The Roman aqueduct from Fontaine d'Eure near Uzès to Nemausus (Nîmes) passes over the Pont du Gard, and many other significant bridges. The location of Nemausus was somewhat inconvenient when it came to providing a water supply. Plains lie to the city's south and east, where any sources of water would be at too low an altitude to flow to the city. Hills to the west made a water supply route too difficult from an engineering point of view. The only real alternative was to look north toward the area around Ucetia. Natural springs there offered the best chance for a steady flow.
The straight-line distance between the two cities is about 50 kilometers. The aqueduct takes a winding route measuring around 50 kilometers as well. This detour circumvents the southernmost foothills of the Massif Central. These hills are known as the Garrigues de Nîmes. They are covered in dense vegetation and garrigue. Deep valleys indent the landscape. It was impractical for Romans to tunnel through these hills. A tunnel would have required a length between 3 and 4 kilometers depending on the starting point.
A roughly V-shaped course around the eastern end of the Garrigues de Nîmes became the practical solution. The Fontaine d'Eure sits at 128 meters above sea level. It is only 19 meters higher than the repartition basin in Nîmes. This small elevation difference provided sufficient gradient to sustain a steady flow of water to the 50,000 inhabitants of the Roman city. The aqueduct's average gradient is only 1 in 3,000. It varies widely along its course but is as little as 1 in 20,000 in some sections.
Architectural Construction Methods
The Pont du Gard contains an estimated 50,400 tons of limestone with a volume of some 42,000 cubic meters. Some individual blocks weigh up to 6 tons. Most stone came from the local quarry of Estel located approximately 1 kilometer downstream on the banks of the Gardon River. Coarse-grained soft reddish shelly limestone known locally as Pierre de Vers lends itself very well to dimension stone production. Blocks were precisely cut to fit perfectly together by friction and gravity. Builders eliminated the need for mortar.

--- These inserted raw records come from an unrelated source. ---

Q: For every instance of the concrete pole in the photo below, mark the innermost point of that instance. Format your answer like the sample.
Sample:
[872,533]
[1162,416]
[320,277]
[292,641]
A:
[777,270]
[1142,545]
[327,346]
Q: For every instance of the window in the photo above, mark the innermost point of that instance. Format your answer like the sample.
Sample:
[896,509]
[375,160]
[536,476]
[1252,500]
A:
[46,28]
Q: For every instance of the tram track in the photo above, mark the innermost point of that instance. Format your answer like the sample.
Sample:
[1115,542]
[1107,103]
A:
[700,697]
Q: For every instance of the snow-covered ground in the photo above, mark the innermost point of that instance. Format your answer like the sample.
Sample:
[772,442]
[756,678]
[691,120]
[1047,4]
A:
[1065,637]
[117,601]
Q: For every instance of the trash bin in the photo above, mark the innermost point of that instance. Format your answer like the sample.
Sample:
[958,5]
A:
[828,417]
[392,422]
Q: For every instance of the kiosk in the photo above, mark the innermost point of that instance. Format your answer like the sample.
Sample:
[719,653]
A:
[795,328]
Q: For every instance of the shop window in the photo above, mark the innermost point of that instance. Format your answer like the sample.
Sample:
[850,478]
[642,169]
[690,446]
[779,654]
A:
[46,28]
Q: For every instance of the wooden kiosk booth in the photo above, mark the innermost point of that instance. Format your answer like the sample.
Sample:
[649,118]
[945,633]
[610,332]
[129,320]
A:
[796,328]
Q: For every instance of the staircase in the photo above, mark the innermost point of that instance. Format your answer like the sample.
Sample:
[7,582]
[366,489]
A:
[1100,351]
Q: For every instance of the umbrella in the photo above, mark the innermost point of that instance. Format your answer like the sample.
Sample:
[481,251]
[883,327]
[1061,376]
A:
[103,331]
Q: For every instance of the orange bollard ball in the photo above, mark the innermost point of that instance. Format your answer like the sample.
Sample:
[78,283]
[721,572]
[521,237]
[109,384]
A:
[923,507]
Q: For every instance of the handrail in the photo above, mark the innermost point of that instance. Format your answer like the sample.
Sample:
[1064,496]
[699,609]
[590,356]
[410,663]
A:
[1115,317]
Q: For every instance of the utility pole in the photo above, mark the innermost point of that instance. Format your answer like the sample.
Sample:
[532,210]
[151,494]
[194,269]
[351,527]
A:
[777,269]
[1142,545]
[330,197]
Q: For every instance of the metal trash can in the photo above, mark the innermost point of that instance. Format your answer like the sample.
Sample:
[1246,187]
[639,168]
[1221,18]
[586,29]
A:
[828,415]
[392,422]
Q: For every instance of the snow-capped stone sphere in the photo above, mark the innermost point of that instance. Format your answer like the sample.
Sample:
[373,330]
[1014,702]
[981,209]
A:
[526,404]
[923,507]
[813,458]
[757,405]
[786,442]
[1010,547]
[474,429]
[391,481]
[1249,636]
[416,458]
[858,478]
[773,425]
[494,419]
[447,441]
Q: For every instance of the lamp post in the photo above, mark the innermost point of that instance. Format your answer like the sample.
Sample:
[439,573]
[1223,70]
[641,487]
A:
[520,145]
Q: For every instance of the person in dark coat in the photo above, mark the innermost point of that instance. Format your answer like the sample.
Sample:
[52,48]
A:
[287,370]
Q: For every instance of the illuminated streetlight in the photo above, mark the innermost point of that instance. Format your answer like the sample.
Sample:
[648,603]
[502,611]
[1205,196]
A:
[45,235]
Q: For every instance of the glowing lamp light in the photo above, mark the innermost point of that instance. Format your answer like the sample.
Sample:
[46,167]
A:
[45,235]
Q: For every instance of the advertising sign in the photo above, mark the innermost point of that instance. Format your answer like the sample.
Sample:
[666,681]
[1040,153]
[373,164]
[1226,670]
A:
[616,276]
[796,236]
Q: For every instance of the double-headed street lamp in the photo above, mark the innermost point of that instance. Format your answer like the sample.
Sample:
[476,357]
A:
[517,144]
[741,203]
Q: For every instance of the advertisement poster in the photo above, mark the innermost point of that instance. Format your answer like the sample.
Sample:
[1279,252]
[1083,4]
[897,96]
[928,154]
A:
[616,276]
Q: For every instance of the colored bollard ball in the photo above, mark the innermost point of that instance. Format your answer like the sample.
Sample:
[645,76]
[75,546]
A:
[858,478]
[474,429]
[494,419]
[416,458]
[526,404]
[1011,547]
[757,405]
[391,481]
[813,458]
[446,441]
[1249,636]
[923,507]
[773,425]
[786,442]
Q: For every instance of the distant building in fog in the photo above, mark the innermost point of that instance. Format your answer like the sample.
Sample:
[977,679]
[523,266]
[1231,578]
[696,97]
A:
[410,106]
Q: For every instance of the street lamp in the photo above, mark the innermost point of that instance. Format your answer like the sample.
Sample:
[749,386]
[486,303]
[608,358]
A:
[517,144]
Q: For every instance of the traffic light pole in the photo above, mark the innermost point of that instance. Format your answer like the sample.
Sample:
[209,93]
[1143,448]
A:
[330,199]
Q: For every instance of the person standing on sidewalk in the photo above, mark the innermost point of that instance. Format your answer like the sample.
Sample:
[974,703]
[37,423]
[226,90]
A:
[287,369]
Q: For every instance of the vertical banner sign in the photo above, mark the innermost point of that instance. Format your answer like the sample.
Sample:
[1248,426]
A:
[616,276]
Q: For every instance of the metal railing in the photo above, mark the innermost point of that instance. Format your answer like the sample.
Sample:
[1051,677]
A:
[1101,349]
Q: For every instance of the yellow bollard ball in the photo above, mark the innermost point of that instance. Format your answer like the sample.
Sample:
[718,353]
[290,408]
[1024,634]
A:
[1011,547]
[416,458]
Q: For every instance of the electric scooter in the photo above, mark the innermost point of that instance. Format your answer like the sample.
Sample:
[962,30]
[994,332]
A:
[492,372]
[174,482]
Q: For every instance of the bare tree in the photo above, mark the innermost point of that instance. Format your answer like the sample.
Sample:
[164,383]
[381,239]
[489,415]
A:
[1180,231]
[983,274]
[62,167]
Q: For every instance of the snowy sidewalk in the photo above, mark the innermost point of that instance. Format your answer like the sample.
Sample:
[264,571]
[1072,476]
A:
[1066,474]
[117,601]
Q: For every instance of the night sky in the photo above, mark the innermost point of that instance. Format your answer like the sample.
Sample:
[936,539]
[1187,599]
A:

Builders left inscriptions on stonework conveying various messages and instructions. Many blocks were numbered and inscribed with required locations such as fronte dextra or fronte sinistra. These guides directed builders during assembly. A surveyor or mensor planned the route using a groma for sighting. He used the chorobates for leveling and a set of measuring poles five or ten Roman feet long. His figures and perhaps diagrams were recorded on wax tablets later written up on scrolls.
Builders made extensive use of cranes and block and tackle pulleys to lift stones into place. Much work could have been done using simple sheers operated by a windlass. For largest blocks a massive human-powered treadmill was used. Such machines remained in use in quarries of Provence until start of 20th century. A complex scaffold supported bridge while being built. Large blocks left protruding from bridge to support frames and scaffolds used during construction.